VOLO, Ill., April 24 -- The following press release is being issued by Volo Auto Museum:

Volo, Illinois is a rural community approximately 50 miles northwest of Chicago. Volo's mayor is a local pig farmer and the 200 or so folks living in Volo are a close-knit group of citizens who enjoy rural life in America.

A commercial oasis in this quiet community is Volo Auto Museum, opened by the Grams family some 40 years ago. Over the last two-score years Volo has grown in the antique and classic auto museum industry, to the point where the museum attracts both national and international visitors.

Out of NOWHERE, Volvo of North America (now owned by Ford Motor Company), has brought a complaint against Volo Auto Museum before the World Intellectual Property Organization (WIPO), headquartered in Geneva, Switzerland, asserting that Volvo is somehow losing potential customers because in the cyberspace universe there may be either a realistic or fanciful confusion between potential Volvo vehicle purchasers, and those individuals who might be interested in antique, classic or muscle cars which Volo Museum has been displaying and selling for the last 40-years (long before imported Volvo vehicles were introduced into the profitable American marketplace).

For starters, it is unlikely that the individuals responsible for WIPO have so much as a clue regarding the difference between a classic or antique or muscle vehicle and the very fine imported Volvo products. Can you imagine anyone interested in viewing on the Internet or purchasing a 1972 Mustang Mach I, being confused and therefore not purchasing a 2003 Volvo 4-door sedan? Or is Volvo contending that the museum is somehow profiting or being deceitful by displaying a beautifully restored 1958 Thunderbird and, therefore, a potential Volvo customer might be misled into thinking that the restored 1958 Thunderbird is a late model Volvo?

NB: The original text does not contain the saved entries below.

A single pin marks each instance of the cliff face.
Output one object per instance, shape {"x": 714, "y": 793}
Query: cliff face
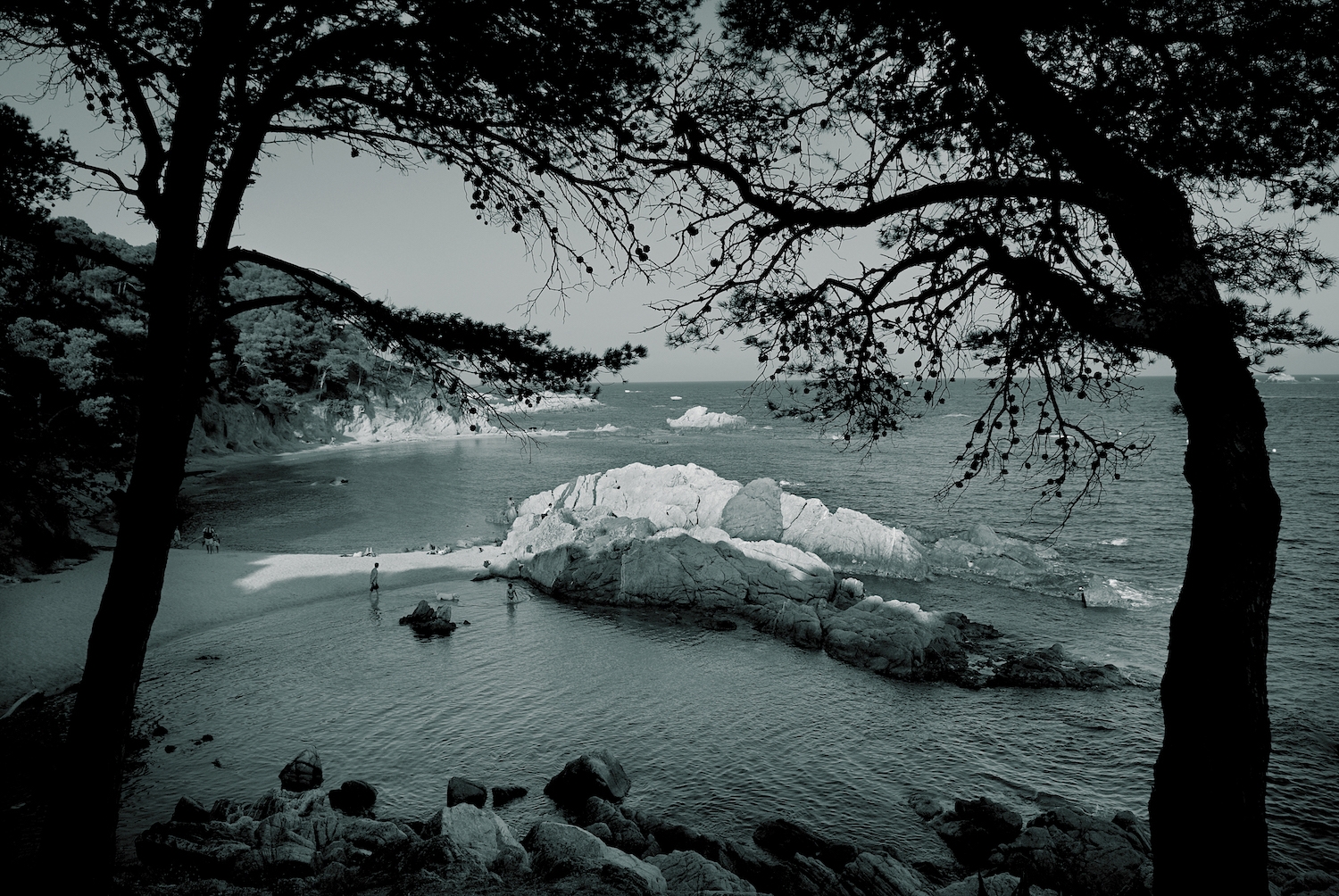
{"x": 224, "y": 427}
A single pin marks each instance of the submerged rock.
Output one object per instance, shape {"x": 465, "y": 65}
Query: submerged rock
{"x": 591, "y": 775}
{"x": 303, "y": 773}
{"x": 428, "y": 619}
{"x": 465, "y": 791}
{"x": 190, "y": 810}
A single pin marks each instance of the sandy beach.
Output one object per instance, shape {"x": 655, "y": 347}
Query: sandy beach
{"x": 45, "y": 625}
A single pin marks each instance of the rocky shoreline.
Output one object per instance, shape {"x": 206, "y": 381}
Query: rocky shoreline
{"x": 302, "y": 839}
{"x": 685, "y": 540}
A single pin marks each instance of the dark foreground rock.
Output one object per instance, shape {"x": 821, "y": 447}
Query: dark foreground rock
{"x": 1082, "y": 855}
{"x": 353, "y": 797}
{"x": 786, "y": 839}
{"x": 300, "y": 844}
{"x": 975, "y": 828}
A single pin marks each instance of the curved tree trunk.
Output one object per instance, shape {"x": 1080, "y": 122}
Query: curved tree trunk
{"x": 94, "y": 751}
{"x": 1207, "y": 809}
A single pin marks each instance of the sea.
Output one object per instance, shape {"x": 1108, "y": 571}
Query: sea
{"x": 722, "y": 730}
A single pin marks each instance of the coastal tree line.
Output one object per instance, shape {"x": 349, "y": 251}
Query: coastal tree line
{"x": 1055, "y": 195}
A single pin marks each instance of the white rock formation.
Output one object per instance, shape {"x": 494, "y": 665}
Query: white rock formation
{"x": 983, "y": 552}
{"x": 688, "y": 496}
{"x": 549, "y": 402}
{"x": 699, "y": 418}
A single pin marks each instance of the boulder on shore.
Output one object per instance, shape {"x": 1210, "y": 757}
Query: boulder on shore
{"x": 591, "y": 775}
{"x": 687, "y": 872}
{"x": 567, "y": 852}
{"x": 478, "y": 831}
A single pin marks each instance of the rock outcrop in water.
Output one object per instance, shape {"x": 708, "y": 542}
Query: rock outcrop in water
{"x": 428, "y": 620}
{"x": 699, "y": 418}
{"x": 685, "y": 539}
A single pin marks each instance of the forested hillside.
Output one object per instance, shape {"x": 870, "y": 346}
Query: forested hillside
{"x": 71, "y": 337}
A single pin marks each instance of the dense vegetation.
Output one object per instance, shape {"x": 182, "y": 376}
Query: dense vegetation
{"x": 71, "y": 342}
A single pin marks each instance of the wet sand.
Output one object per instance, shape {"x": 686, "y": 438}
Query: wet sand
{"x": 45, "y": 625}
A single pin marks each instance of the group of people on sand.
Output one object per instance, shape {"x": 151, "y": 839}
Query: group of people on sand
{"x": 375, "y": 587}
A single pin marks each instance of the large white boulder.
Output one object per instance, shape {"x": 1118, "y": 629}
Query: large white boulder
{"x": 754, "y": 513}
{"x": 699, "y": 418}
{"x": 691, "y": 497}
{"x": 853, "y": 542}
{"x": 478, "y": 831}
{"x": 980, "y": 551}
{"x": 891, "y": 636}
{"x": 667, "y": 496}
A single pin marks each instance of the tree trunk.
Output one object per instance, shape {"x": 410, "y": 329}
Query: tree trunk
{"x": 1208, "y": 804}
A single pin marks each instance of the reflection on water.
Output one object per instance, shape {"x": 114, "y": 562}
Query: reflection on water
{"x": 715, "y": 729}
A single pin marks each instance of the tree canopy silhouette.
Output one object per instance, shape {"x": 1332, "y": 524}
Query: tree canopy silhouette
{"x": 511, "y": 93}
{"x": 1057, "y": 193}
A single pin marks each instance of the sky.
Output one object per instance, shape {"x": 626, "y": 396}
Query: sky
{"x": 412, "y": 238}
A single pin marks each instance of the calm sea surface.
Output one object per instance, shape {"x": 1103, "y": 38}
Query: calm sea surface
{"x": 722, "y": 730}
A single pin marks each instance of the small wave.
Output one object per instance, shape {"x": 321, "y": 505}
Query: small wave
{"x": 1113, "y": 593}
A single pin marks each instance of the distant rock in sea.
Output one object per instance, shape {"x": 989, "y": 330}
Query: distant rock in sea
{"x": 699, "y": 418}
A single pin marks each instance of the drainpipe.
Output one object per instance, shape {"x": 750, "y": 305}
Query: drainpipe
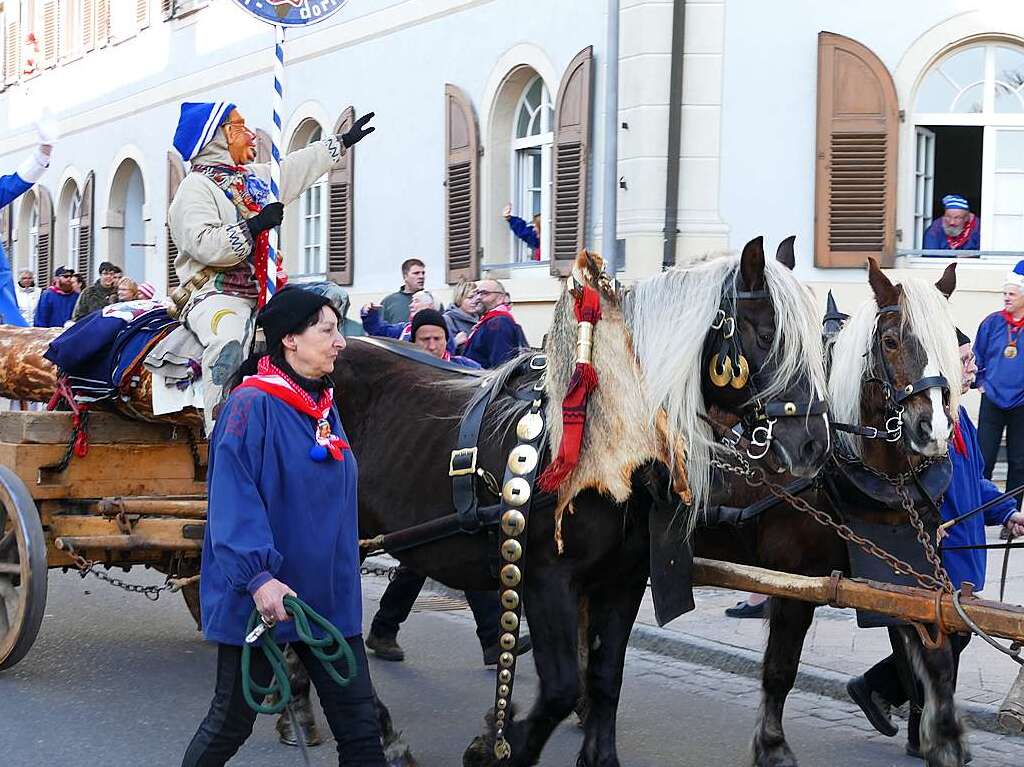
{"x": 675, "y": 134}
{"x": 609, "y": 246}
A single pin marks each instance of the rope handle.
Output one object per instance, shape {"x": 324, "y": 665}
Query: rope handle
{"x": 329, "y": 649}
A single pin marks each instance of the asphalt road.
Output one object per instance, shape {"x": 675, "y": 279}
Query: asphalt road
{"x": 118, "y": 681}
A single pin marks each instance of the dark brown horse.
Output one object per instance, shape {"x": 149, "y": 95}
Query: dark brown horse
{"x": 902, "y": 337}
{"x": 401, "y": 419}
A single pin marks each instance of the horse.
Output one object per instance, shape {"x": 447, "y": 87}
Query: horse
{"x": 903, "y": 337}
{"x": 590, "y": 542}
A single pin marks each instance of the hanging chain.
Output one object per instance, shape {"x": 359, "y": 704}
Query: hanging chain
{"x": 756, "y": 477}
{"x": 925, "y": 540}
{"x": 89, "y": 567}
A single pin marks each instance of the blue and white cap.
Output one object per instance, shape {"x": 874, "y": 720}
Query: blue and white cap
{"x": 1015, "y": 278}
{"x": 198, "y": 125}
{"x": 954, "y": 202}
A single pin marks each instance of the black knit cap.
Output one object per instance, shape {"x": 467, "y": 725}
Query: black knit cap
{"x": 287, "y": 311}
{"x": 428, "y": 316}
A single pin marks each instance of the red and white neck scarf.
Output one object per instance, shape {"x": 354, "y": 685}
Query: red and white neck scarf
{"x": 500, "y": 310}
{"x": 273, "y": 381}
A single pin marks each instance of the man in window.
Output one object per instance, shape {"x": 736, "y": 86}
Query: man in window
{"x": 220, "y": 220}
{"x": 100, "y": 294}
{"x": 957, "y": 229}
{"x": 497, "y": 337}
{"x": 394, "y": 308}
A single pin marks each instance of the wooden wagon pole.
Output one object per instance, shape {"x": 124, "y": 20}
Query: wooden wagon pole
{"x": 906, "y": 602}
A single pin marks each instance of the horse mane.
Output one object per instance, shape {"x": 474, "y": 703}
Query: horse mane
{"x": 926, "y": 314}
{"x": 669, "y": 314}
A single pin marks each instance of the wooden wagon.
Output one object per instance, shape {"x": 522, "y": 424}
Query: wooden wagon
{"x": 137, "y": 497}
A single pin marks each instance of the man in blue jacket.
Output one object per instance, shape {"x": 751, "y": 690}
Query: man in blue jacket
{"x": 881, "y": 687}
{"x": 999, "y": 350}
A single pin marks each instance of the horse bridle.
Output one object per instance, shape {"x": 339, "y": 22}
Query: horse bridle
{"x": 894, "y": 395}
{"x": 728, "y": 367}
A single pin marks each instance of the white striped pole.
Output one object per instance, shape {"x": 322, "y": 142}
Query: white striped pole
{"x": 273, "y": 257}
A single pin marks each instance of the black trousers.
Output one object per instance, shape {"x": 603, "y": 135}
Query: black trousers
{"x": 396, "y": 603}
{"x": 350, "y": 711}
{"x": 991, "y": 422}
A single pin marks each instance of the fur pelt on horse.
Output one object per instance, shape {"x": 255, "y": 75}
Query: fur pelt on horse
{"x": 619, "y": 437}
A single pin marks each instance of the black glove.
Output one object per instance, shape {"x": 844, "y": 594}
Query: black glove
{"x": 267, "y": 218}
{"x": 358, "y": 131}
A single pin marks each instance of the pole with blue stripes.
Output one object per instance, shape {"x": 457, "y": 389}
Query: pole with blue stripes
{"x": 273, "y": 257}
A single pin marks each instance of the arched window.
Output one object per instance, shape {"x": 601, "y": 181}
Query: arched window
{"x": 531, "y": 139}
{"x": 969, "y": 120}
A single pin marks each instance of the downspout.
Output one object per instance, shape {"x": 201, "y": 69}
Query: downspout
{"x": 675, "y": 134}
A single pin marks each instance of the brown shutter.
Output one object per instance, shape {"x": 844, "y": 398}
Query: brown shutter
{"x": 855, "y": 164}
{"x": 11, "y": 45}
{"x": 48, "y": 49}
{"x": 102, "y": 13}
{"x": 339, "y": 228}
{"x": 262, "y": 145}
{"x": 175, "y": 173}
{"x": 84, "y": 265}
{"x": 568, "y": 208}
{"x": 462, "y": 258}
{"x": 44, "y": 253}
{"x": 88, "y": 25}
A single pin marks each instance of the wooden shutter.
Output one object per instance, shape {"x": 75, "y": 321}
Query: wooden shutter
{"x": 175, "y": 173}
{"x": 84, "y": 265}
{"x": 102, "y": 15}
{"x": 11, "y": 45}
{"x": 462, "y": 138}
{"x": 339, "y": 228}
{"x": 855, "y": 164}
{"x": 44, "y": 252}
{"x": 48, "y": 48}
{"x": 88, "y": 25}
{"x": 568, "y": 209}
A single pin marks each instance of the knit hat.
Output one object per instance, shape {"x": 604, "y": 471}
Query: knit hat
{"x": 198, "y": 124}
{"x": 286, "y": 312}
{"x": 1015, "y": 278}
{"x": 428, "y": 316}
{"x": 954, "y": 202}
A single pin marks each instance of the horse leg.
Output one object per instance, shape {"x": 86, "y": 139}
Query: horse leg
{"x": 942, "y": 735}
{"x": 788, "y": 622}
{"x": 613, "y": 609}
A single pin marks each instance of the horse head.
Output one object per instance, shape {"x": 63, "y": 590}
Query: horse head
{"x": 896, "y": 367}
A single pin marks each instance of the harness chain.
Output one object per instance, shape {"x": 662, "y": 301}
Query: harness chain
{"x": 517, "y": 492}
{"x": 756, "y": 476}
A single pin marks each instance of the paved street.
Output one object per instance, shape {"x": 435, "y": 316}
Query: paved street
{"x": 120, "y": 681}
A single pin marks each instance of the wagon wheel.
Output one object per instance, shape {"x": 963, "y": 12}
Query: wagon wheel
{"x": 23, "y": 569}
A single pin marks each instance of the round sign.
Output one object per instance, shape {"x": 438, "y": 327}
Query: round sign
{"x": 292, "y": 12}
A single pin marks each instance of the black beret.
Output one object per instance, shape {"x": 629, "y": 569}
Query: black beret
{"x": 287, "y": 312}
{"x": 428, "y": 316}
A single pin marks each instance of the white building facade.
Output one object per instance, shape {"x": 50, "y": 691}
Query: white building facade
{"x": 737, "y": 118}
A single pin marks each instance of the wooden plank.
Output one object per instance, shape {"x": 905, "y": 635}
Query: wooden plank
{"x": 908, "y": 603}
{"x": 54, "y": 428}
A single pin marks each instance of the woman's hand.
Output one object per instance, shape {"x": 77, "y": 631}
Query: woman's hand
{"x": 269, "y": 600}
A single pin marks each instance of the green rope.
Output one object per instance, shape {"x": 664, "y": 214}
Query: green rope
{"x": 329, "y": 649}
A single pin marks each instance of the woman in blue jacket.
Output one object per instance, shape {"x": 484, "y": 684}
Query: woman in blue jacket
{"x": 283, "y": 520}
{"x": 881, "y": 687}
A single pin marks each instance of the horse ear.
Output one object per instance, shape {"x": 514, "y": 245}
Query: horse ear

Perhaps the attorneys that filed the Volvo WIPO complaint never bothered to tell Ford Company executives what they were doing or what they had in mind. Or perhaps the attorneys, in their zeal to garner mammoth lawyer fees, are generating nonsensical WIPO complaints with a view toward trying to stamp out a small local enterprise that was displaying and selling classic and antique American produced cars long before Volvo opted to enter the profitable United States marketplace.